I have four semesters of German, and I remember some of it. I could actually speak Japanese when I was three and four years old (I translated for my mom). I remember little of it. I would like to learn Spanish, because that’s the language spoken by most immigrants here.
I’ve finished all the Indonesian lessons Duolingo had to offer. All that’s left are revision exercises which are extremly limited and repetitive.
When I was in Indonesia last summer I was able to communicate rather efficiently for basic interactions, and enjoyed it tremedously. From the reactions that I got, it seemed that Indonesians were rather surprised but very pleased to hear a “bule” speaking their language. I also took lots of notes of signage or things that I heard, and started writing a quadrilingual English - French - Indonesian - Javanese speaking guide.
Because the language I really wanted to learn was Javanese. I memorized a few expressions when I was there, but not enough have any meaningful communication with Javanese speakers. I’d love to speak it, though. I’m going back to Indonesia next summer, including back to Java, so that might be the opportunity.

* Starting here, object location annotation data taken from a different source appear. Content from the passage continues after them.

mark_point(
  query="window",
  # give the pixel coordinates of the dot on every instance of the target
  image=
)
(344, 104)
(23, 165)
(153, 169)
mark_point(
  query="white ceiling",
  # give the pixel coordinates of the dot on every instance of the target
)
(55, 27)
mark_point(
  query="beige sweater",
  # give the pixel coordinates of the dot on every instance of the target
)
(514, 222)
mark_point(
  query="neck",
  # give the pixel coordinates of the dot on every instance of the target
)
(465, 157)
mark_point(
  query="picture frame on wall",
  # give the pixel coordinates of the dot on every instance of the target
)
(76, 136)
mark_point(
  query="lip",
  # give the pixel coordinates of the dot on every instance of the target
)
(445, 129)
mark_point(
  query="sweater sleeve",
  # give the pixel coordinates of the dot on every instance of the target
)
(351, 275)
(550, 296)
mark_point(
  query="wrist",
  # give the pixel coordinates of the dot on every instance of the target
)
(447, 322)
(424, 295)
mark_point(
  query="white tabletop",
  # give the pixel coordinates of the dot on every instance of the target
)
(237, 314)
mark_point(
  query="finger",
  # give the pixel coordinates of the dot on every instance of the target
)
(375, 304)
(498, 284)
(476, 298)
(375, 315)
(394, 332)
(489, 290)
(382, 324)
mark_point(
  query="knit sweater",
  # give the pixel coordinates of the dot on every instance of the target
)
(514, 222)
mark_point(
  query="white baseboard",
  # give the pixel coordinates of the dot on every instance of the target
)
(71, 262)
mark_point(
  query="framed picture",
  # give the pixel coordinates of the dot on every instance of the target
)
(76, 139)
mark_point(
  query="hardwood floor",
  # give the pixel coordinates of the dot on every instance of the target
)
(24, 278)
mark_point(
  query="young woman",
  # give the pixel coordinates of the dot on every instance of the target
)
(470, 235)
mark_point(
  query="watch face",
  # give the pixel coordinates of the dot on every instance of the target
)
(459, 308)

I was also in Bali last summer and noticed a sign in a restaurant with some basic English expressions translated into Balinese, and I caught myself instinctively trying to memorize them. I really need to stop doing that, and focus on one only.
Spanish. Not only is it the most useful second language where I want to spend the rest of my life (California) but also the language of most of the places I would go if I had to leave.
I will add in that if I ever go to get a PhD in Special Education, my foreign language would be ASL. And even if I don’t that might be my third language. The problem really is getting someone to practice with, whether Greek or ASL.
Of course, but as a child from my parents. I could maybe, if I spent a lot of time and effort on it, get to a point by brute force memory study in another language where I can sort of follow conversations.
But I’m still fairly sure that multi-linguistic ability is strongly genetic. This may be one of those things that, if it comes rather naturally to you, you think: what’s so hard about it?
It’s probably rather like music. As a musician with a good natural ear, I have occasionally tried to play with people who don’t have that ability. And one thinks: come on, why can’t you get this? I mean, obviously the next chord is an IV, followed by a vi minor… how can you not hear that… etc.
But this is rather a hijack: there should probably be a different thread about which abilities are mostly genetic vs learned. I do envy people who can learn new languages easily!
No worries. I teach languages, so I see people who pick it up quickly and I see people who really struggle. The struggle is real, but I really think it’s a combination of innate ability, individual psychology, teaching & learning methods, time commitment, and motivation. Most of those are controllable!
To contribute to the thread, I’m probably going to stick with the languages I’m already learning, but I’d love to learn Chinese. I’ve dipped a toe into the waters now and again and it looks like something I could manage to read / understand, but I just don’t have much confidence that I could get my mouth to make the right sounds at speed.
I’m playing around with Welsh and Scots Gaelic on Duolingo. For reasons unknown, Welsh is coming to me more easily than Gaelic.
I’m also trying Latin; it seems a very mechanical language. I’m finding the use of American place names by Duolingo to be irritating. If I’m learning Latin I want Italian and Gaulish place-names, dammit!
I’m using the upper French ones as refresher drills. (I had a chance to take French classes through the workplace this year, but missed the fall sign-up date.)